The profiling result for the version with 2 streams:
==12188== NVPROF is profiling process 12188, command: Release/SpMV_streams.2
80.5 MBytes, speed up: 24.24x
==12188== Profiling application: Release/SpMV_streams.2
==12188== Profiling result:
Time(%) Time Calls Avg Min Max Name
96.66% 68.614ms 76 902.82us 87.353us 8.4707ms [CUDA memcpy HtoD]
2.69% 1.9123ms 64 29.880us 29.403us 31.037us incVec(float*, float*, unsigned long)
0.42% 294.60us 2 147.30us 147.28us 147.31us copyVecFromTex(float*, unsigned long, unsigned long)
0.23% 163.47us 2 81.737us 81.657us 81.817us [CUDA memcpy DtoH]
==12188== API calls:
Time(%) Time Calls Avg Min Max Name
55.41% 115.42ms 10 11.542ms 5.7960us 114.22ms cudaMalloc
31.50% 65.611ms 8 8.2013ms 7.4460ms 8.9504ms cudaMemcpyAsync
10.09% 21.023ms 70 300.33us 206.03us 535.68us cudaMemcpy
...
The identical code using 4 streams:
==12397== NVPROF is profiling process 12397, command: Release/SpMV_streams.4
80.5 MBytes, speed up: 1.92x
==12397== Profiling application: Release/SpMV_streams.4
==12397== Profiling result:
Time(%) Time Calls Avg Min Max Name
92.93% 854.13ms 256 3.3364ms 3.3184ms 3.3414ms SpMV(float*, float*, int*, int*, float*, unsigned long)
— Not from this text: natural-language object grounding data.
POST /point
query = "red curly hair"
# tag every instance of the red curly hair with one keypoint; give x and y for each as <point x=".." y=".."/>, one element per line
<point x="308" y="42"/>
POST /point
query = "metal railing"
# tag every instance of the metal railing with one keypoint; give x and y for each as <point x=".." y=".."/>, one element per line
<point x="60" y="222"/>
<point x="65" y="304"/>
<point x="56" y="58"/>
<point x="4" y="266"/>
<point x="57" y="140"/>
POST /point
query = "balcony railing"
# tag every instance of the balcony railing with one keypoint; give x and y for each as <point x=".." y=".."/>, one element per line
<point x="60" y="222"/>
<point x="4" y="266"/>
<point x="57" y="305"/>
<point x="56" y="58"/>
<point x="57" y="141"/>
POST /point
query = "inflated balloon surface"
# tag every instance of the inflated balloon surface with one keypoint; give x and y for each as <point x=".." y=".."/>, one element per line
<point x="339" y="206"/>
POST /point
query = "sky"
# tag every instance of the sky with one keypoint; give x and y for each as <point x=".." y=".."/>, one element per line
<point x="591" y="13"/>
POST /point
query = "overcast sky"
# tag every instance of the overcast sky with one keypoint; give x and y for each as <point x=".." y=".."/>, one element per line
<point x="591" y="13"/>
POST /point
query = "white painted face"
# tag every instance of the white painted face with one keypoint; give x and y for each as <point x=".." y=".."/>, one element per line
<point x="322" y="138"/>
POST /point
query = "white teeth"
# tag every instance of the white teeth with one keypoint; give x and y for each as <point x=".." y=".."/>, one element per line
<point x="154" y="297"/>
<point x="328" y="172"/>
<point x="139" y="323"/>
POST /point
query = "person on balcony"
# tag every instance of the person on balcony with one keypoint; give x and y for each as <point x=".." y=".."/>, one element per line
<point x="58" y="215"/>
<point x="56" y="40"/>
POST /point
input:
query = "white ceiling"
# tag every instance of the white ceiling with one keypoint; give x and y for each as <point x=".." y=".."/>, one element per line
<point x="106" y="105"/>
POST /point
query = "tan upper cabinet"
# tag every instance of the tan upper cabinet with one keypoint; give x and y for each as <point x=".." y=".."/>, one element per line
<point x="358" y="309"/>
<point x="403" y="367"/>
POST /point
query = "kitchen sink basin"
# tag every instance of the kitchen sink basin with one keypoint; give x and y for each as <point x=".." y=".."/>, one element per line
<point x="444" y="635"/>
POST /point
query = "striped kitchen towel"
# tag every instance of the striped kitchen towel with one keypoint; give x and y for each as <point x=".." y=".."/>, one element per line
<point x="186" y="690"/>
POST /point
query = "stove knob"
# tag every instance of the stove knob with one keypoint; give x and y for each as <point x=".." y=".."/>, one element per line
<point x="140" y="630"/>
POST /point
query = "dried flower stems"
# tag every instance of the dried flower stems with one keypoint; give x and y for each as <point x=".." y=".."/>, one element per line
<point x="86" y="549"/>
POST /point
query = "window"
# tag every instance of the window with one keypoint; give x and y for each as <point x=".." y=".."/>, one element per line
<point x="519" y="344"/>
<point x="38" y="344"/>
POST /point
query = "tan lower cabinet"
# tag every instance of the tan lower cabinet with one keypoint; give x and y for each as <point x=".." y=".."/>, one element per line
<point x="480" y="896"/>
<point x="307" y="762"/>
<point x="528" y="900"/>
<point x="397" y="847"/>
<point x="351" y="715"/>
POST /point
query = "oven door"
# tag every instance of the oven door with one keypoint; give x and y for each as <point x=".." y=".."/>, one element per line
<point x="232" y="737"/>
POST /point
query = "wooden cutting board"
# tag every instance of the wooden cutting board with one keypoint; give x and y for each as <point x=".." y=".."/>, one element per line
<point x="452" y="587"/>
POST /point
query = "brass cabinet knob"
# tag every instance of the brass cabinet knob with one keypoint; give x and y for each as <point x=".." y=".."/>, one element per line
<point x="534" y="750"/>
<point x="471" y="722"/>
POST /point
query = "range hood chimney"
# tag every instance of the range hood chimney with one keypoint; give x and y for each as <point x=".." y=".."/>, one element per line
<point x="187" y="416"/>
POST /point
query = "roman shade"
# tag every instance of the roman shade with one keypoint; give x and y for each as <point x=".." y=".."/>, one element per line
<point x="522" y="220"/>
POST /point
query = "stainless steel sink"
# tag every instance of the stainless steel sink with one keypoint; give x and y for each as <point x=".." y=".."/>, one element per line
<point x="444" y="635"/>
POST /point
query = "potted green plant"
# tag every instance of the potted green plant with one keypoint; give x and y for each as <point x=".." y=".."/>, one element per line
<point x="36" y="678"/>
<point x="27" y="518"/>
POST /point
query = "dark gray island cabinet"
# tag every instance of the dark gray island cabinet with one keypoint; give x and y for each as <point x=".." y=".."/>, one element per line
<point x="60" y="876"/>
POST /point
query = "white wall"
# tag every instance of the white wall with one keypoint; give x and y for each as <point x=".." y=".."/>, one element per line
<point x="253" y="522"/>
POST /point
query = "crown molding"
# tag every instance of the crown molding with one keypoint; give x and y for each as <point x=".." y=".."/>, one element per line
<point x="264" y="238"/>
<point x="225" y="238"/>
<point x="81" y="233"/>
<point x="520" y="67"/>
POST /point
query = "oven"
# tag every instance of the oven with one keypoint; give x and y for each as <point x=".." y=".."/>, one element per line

6.82% 62.646ms 84 745.79us 87.129us 4.0884ms [CUDA memcpy HtoD]
0.21% 1.9119ms 64 29.873us 29.503us 30.548us incVec(float*, float*, unsigned long)
0.03% 296.53us 2 148.26us 147.15us 149.38us copyVecFromTex(float*, unsigned long, unsigned long)
0.02% 163.83us 2 81.913us 81.849us 81.977us [CUDA memcpy DtoH]
==12397== API calls:
Time(%) Time Calls Avg Min Max Name
81.43% 846.22ms 70 12.089ms 184.80us 413.98ms cudaMemcpy
11.87% 123.33ms 10 12.333ms 5.7970us 122.19ms cudaMalloc
5.81% 60.329ms 16 3.7706ms 3.3210ms 4.4120ms cudaMemcpyAsync
...
The remarkable thing here is that I cannot see profiling statistics for the SpMV kernel in the first case (2 streams)!!!
Like it was never called…
I also cannot see calls statistics for the version with no streams. Correctness of the programs is confirmed by tests, so the kernel is definitely called.
So, my question is: WTH is this? Maybe, some optimizations of nvcc? Or nvprof simply does not capture something?